Abstract
Objective: Glucocerebrosidase (GBA) gene mutations represent a strong risk factor for Parkinson disease (PD). PD penetrance in GBA mutation carriers, which represents a key issue for genetic counseling, especially for relatives of patients with Gaucher disease (GD), is unknown. Our objective was to estimate PD penetrance in a familial study of GBA mutation carriers.
Methods: Probands with familial PD were recruited through the French Parkinson Disease Genetic Study Group. All GBA exons were sequenced in probands and their relatives. To estimate the age-specific cumulative PD risk (i.e., penetrance) in GBA mutation carriers, we used the proband's phenotype exclusion likelihood method and corrected for selection of familial cases by considering the status of one affected relative per family as unknown.
Results: Of 525 probands with familial PD, 24 (4.6%) were GBA mutation carriers. Of their 256 relatives, 43 (16.8%) had PD and 26 of 32 affected relatives tested for GBA mutations were mutation carriers; 213 relatives did not have PD and 31 of 71 of unaffected relatives tested for GBA mutations were mutation carriers. Under a dominant model, penetrance was estimated as 7.6%, 13.7%, 21.4%, and 29.7% at 50, 60, 70, and 80 years, respectively. There was no significant difference in penetrance at 70 years between N370S carriers, L444P carriers, and carriers of rarer mutations.

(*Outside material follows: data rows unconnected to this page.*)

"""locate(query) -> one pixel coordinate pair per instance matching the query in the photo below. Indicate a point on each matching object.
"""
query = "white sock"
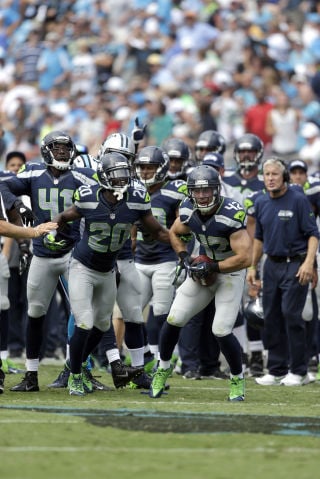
(137, 356)
(164, 364)
(32, 364)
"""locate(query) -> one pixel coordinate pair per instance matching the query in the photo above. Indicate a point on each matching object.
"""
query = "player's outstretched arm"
(14, 231)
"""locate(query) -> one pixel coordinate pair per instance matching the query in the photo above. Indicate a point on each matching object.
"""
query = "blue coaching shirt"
(284, 224)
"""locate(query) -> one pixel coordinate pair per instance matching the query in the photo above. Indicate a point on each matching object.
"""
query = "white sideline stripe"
(34, 421)
(152, 450)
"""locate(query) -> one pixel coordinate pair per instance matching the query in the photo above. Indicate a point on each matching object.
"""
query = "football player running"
(109, 210)
(50, 186)
(219, 225)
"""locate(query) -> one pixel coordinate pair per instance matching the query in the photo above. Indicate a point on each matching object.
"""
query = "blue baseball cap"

Conclusion: The relatively high penetrance estimate in GBA carriers obtained in this study should lead to consideration of GBA as a dominant causal gene with reduced penetrance and should be taken into account for genetic counseling in relatives of patients with GD and patients with GBA-associated PD.
GLOSSARY
- GBA=
- glucocerebrosidase;
- GD=
- Gaucher disease;
- PD=
- Parkinson disease
Gaucher disease (GD) and Parkinson disease (PD) were initially connected because of the observation of parkinsonism and Lewy body pathology in patients with GD. It is now clear that mutations in the glucocerebrosidase (GBA) gene, which encodes the enzyme deficient in GD, represent a strong genetic risk factor for PD in different populations.1,–,4 Although heterozygous GBA mutation carriers are more likely than noncarriers to have affected relatives,4 segregation analysis in 21 multiplex families revealed that 46% of the unaffected relatives were GBA mutation carriers.3 PD penetrance in GBA mutation carriers, which represents a key issue for genetic counseling, especially for relatives of patients with GD, is unknown. We estimated PD penetrance in GBA mutation carriers using the proband's phenotype exclusion likelihood method while accounting for ascertainment bias.5,6
METHODS
Patients with PD were recruited through the French Parkinson Disease Genetic Study Group.3 All probands with familial PD (at least one affected relative in addition to the proband) were consecutively included in the study independently of the number of affected relatives, whereas patients with sporadic cases are not systematically included, thus resulting in an overrepresentation of familial cases (57%) compared with sporadic cases (43%). We therefore restricted our analyses to probands with familial PD and their relatives and corrected for ascertainment bias as explained below. In probands, PD was defined by at least 3 of 4 cardinal signs (bradykinesia, rigidity, rest tremor, and asymmetry of signs at onset), good response to dopaminergic treatment, and absence of other causes of parkinsonism7; age at onset was defined as the age at first symptom(s). Detailed pedigrees were constructed for each family. DNA samples were available for all probands (n = 525).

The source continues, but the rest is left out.